Benchmarks revisited

Twenty years after

Lucio Chiappetti - INAF IASF Milano05 Feb 2009

Cosi' per li gran savi si confessa
che la fenice muore e poi rinasce
quando al cinquecentesimo anno appressa
Inf. XXIV,106-108


Introduction Principles Recent results Across languages

Introduction

After almost 19 years since the time I wrote the first version of the report "R15" "A set of simple benchmark programs for representative cases in X-ray astronomy", I am revisiting my benchmarks, which compare the relative speed of some realistic programs on different platforms and operating systems, to look at progress in computing speed over such period of time, and to see where we stand now.

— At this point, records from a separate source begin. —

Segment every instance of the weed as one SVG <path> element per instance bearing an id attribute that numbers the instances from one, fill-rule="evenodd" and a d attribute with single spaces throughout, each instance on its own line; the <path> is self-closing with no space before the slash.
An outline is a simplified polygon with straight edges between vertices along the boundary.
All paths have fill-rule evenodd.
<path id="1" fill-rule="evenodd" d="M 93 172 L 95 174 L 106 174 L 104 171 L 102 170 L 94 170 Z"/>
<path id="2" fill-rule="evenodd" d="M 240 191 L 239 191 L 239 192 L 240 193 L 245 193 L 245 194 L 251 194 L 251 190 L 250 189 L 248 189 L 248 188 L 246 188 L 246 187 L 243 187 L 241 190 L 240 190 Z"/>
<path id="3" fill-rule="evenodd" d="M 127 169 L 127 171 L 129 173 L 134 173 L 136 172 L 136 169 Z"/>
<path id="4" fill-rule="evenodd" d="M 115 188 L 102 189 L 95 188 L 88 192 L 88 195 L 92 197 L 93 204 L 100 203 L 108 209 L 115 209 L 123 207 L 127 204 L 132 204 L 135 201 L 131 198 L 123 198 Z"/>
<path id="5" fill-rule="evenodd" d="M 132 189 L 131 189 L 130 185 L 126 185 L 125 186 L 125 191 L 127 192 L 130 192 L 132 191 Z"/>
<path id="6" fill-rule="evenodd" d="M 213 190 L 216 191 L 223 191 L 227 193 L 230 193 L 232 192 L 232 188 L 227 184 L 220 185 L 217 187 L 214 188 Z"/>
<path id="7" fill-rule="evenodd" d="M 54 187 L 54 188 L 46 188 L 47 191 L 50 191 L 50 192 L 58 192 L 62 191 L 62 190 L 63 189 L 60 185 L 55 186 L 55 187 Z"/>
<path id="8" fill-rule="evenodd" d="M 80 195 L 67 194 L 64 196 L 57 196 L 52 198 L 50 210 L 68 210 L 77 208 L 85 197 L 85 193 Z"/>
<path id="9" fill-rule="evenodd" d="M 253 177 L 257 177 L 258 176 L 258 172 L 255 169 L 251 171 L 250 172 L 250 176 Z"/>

The quoted document was last updated in 1993, however the benchmarks were ran again in 1998, 2000 and 2005 without formal documentation of the results. I try to recover such material as well.

I am therefore presenting here a partial, but formal, update.
This benchmarks have no pretense of an extremely objective measurement of the relative performance of machines or compilers, but should give an idea of what one can expect in cases drawn from real life programs.

Principles

The original benchmarks included two main programs plus a support program (all written in Fortran) and two support files. They are presently accessible here :

benchdft Representative benchmark, direct Fourier transform
benchmat Support program for the next benchmark
matrix.ascii Support file, to be converted in binary form running benchmat, the output file used for the next benchmark
spectrum.test Support file used for the next benchmark
benchfit Representative benchmark, X-ray spectral fitting
benchfit Patched version for Linux g77 (see below)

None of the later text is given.